My research in computer architecture focuses on interconnection networks for scalable multi-core and distributed processor microarchitectures. Computer architecture bridges the gap between application and device technology. Application workloads have never been more compute intensive, meanwhile device constraints of power, heat, and reliability have recently forced the computer industry to shift focus from single processor core performance to instantiating multiple processor cores on each chip. As computer architecture enters the era of multi-core, intra-core communication becomes critical to achieve continued increasing system performance. As a graduate student I led the design, implementation and verification for the second level cache and inter-processor network-on-chip (NOC) on the TRIPS processor prototype [2]. Building upon my work on the TRIPS networks-on-chip, my dissertation research explores network utilization efficiency of realistic NOC designs as a means to improve performance and manage power. Looking forward, I plan to focus my future research on closing the expanding gap between application and technology as we move towards chip-multiprocessors (CMPs) with hundreds to thousands of cores. In this statement, I outline the contributions of my dissertation and discuss the direction of my future research.
Dissertation Summary
Off-chip interconnection networks provide for communication between processors and components within computer systems. Semiconductor process technology trends have led to the inclusion of multiple processors and components onto a single chip and there is much recent research in on-chip interconnection networks to connect them together. On-chip networks provide scalable, high-bandwidth interconnect enabling distributed microarchitectures and chip-multiprocessor designs. On-chip networks present several new challenges, different from off-chip networks, including tighter constraints in power, area, and end-to-end latency as well as increasing reliability concerns.

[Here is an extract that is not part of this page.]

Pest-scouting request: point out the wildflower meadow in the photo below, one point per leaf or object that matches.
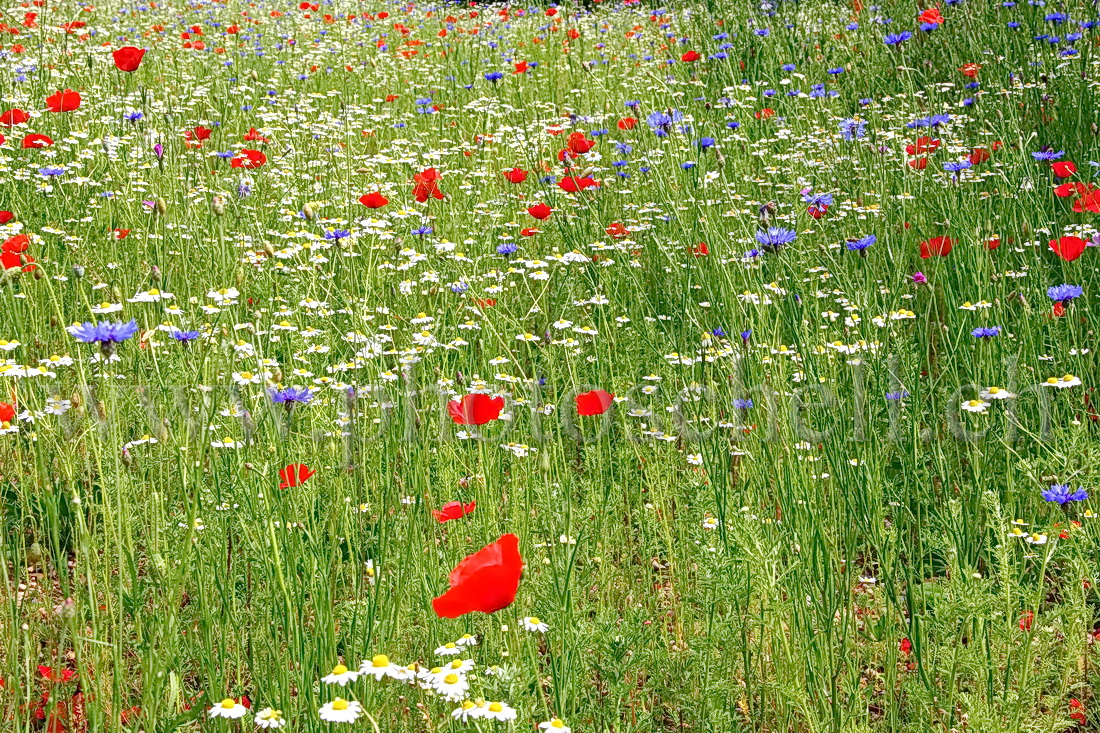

My dissertation focuses on interconnection network architectures that address the unique network-on-chip design challenges of power, reliability, and balanced network utilization. My work in the design, implementation, and evaluation of the on-chip networks of the TRIPS project’s prototype processor, a real hardware implementation, is the foundation for my on-going work in on-chip networking. Building on my analysis of the TRIPS on-chip networks I explored novel network architectures that use live, full-network status information to improve network utilization efficiency.
The TRIPS Processor:
TRIPS, an experimental computer system we designed and prototyped, is a distributed processor microarchitecture in which traditional processor components are divided into a collection of self-contained tiles. The tiles of the TRIPS system communicate with one another via control and data networks; these networks make a distributed processor design possible [5]. I designed and implemented the TRIPS second level (L2) cache system, the banks of which are interconnected by the TRIPS On-Chip Network (OCN) and its off-chip extension the TRIPS Chip-to-Chip (C2C) network. The TRIPS L2 cache supports polymorphic configuration as a shared, static NUCA L2 cache, private L2 NUCA caches for each processor, or directly addressed scratch pad memory. This polymorphism is facilitated through architectural support built into the OCN network-on-chip. The OCN also interconnects the two processor cores with various I/O units and off-chip to other TRIPS chips via the C2C. A second network on-chip, the Operand Network (OPN), interconnects the execution units and serves as an operand bypass network, integrated tightly with the processor core.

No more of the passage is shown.